7. Deploying on hugging face
Go to your hugging face account, go to new, select spaces and select ‘create new space’. Add the name of the space, specify its license,select gradio and check the private or public option. In the ‘space hardware’ by default free CPU is provided, you need to pay for higher hardware.
Once the space is created, create app.py file and paste the gradio code here. For the best coding practice create a requirement.txt file place all the required libraries here and also create the additional file if required like model.py that has all the functions related to model or style.css for a better UI design. After this commit the change and app.py automatically start running, we can see the error in the logs section.
We can change the hardware or make the space private or public after creating it, go to the setting on that particular space and all the options are available there.
Additional Insights:
- Custom Styling: Gradio lets us customize the appearance of our interface to match our preferences or brand identity. This can enhance the user experience and make the app more visually appealing.
- Interactive Visualizations: Gradio supports various output formats, including images and plots. This means we can create interactive visualizations that respond to user input, offering a dynamic and engaging experience.
- Multi-Model Interfaces: Gradio allows us to build interfaces with multiple models, enabling users to compare different models’ outputs side by side.
Conclusion:
As I conclude this rewarding journey, it’s evident that the fusion of Gradio’s interactive prowess and Hugging Face’s collaborative platform has brought forth a new era of AI engagement. From intricate model refinement to user-friendly interfaces, each phase has been driven by the shared goal of accessibility and impact.
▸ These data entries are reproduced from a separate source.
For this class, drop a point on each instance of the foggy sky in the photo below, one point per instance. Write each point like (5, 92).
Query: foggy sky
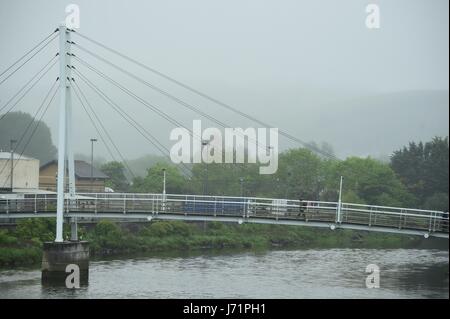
(309, 67)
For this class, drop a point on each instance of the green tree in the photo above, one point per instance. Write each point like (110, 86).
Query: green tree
(117, 179)
(423, 168)
(176, 183)
(14, 125)
(372, 181)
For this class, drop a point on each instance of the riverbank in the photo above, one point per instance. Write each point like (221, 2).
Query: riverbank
(22, 245)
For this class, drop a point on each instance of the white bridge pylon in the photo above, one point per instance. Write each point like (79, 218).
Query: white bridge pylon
(65, 134)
Gradio’s elegance lies in its ability to render complex models into interactive interfaces. Through just a few lines of code, I’ve opened doors to user interaction, irrespective of coding skills. This coupling of finely-tuned models and interactive interfaces holds immense potential, fostering innovation and practical solutions.
Yet, this journey wasn’t solitary; Hugging Face played a pivotal role. Its repository enabled me to share my model globally, encouraging collaboration and knowledge exchange. The platform’s convenience in storing and publishing models bolsters AI progress by nurturing a community of like-minded researchers and developers.
As I wrap up, I’m exhilarated by the prospect of AI’s accessibility evolving further. Gradio and Hugging Face, united, have not only empowered me to curate, fine-tune, and exhibit my model but have also cultivated an avenue for interaction, exploration, and shared discovery. In this synergy, we’re shaping a future where AI is not just proficient but approachable to all.